В России в последнее время снова происходили акты террора против видных чиновников правительства, это было ответом на репрессии царских властей против выступлений революционного студенчества. В феврале студент Карпович убил министра просвещения Боголепова за то, что тот люто преследовал и подавлял в университетах всякий проблеск свободной мысли.
Статье Засулич в «Искре», по предложению Владимира Ильича, было предпослано несколько строк, набранных мелким шрифтом: «С особенным удовольствием помещаем присланную нам В. И. Засулич статью, которая, мы надеемся, будет содействовать правильной постановке в наших революционных кругах вновь выплывающего вопроса о терроре».

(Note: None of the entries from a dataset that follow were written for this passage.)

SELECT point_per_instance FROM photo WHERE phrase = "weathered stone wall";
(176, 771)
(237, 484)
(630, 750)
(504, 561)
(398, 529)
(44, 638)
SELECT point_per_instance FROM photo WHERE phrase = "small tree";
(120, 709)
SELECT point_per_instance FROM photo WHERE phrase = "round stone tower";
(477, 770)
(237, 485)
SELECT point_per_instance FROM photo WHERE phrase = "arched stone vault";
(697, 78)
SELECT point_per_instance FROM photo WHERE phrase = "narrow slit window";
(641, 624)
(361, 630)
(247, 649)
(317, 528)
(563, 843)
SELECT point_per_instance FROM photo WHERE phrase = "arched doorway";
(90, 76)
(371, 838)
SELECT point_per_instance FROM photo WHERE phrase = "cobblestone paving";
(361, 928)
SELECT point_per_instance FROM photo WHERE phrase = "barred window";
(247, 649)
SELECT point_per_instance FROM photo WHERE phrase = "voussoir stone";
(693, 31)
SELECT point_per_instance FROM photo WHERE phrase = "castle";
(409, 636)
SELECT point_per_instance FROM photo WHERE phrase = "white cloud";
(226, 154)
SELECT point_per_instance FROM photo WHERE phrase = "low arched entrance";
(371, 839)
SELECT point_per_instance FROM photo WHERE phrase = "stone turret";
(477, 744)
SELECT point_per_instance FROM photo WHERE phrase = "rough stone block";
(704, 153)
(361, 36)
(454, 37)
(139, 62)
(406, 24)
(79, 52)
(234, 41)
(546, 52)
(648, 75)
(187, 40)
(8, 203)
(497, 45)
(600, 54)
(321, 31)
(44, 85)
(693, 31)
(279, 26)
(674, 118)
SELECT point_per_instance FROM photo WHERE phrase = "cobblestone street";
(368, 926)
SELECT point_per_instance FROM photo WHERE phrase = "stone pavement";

Из этих строк получалось, что Вера Ивановна живет по-прежнему в Женеве, а статью для «Искры» она «прислала». Куда? Угадай. Нельзя было не отдать должное осторожности Владимира Ильича, его особой предупредительности в делах конспирации.
Как-то Владимир Ильич рассказал Мартову о разговоре с Засулич в первые дни ее приезда в Мюнхен, о ее чистосердечном признании, что она будет служить своей группе с «героизмом раба».
Юлию Осиповичу это выражение понравилось чрезвычайно. Он нашел, что это — самобичующий жест сильной натуры.
— О, я начинаю еще больше уважать ее, — сказал он. — Умница! Да и вообще из всей группы Жоржа одна она нам больше всех помогает. А Жорж только взирает на нас издали со своего Олимпа.
Иронический тон, склонность к шутке по-прежнему отличали Мартова. За время жизни в Полтаве он мало поправился. Был все так же бледен и тощ.
В Полтаве Мартов помог сколотить искровскую группу и до приезда в Мюнхен успел навербовать еще ряд сторонников «Искры» в социал-демократических организациях юга России. Он был сейчас еще более ярым пропагандистом идей Владимира Ильича, чем в Пскове. По-прежнему горячо поддерживал его «сибирский» план. Поведение Плеханова в Корсье осуждал, был даже готов «рвать» с самовластным женевцем, когда узнал от Владимира Ильича все подробности произошедшего там раздирательства. Владимиру Ильичу пришлось умерить пыл Мартова.
Между ними бывало не все гладко; по разным поводам нередко возникали разногласия, но Мартов, погорячившись, в конце концов уступал и говорил шутя:
— Откровенно сказать, в том, чтобы поддаваться влиянию, в данном случае — вашему, есть известный плюс. Очень разгружает мозг. А ведь меня страшно вымотал Туруханск. Я там чуть не рассыпался в прах, в этой проклятой сибирской «ховыре». До сих пор не могу прийти в себя. Все худею и худею, никак не поправлюсь!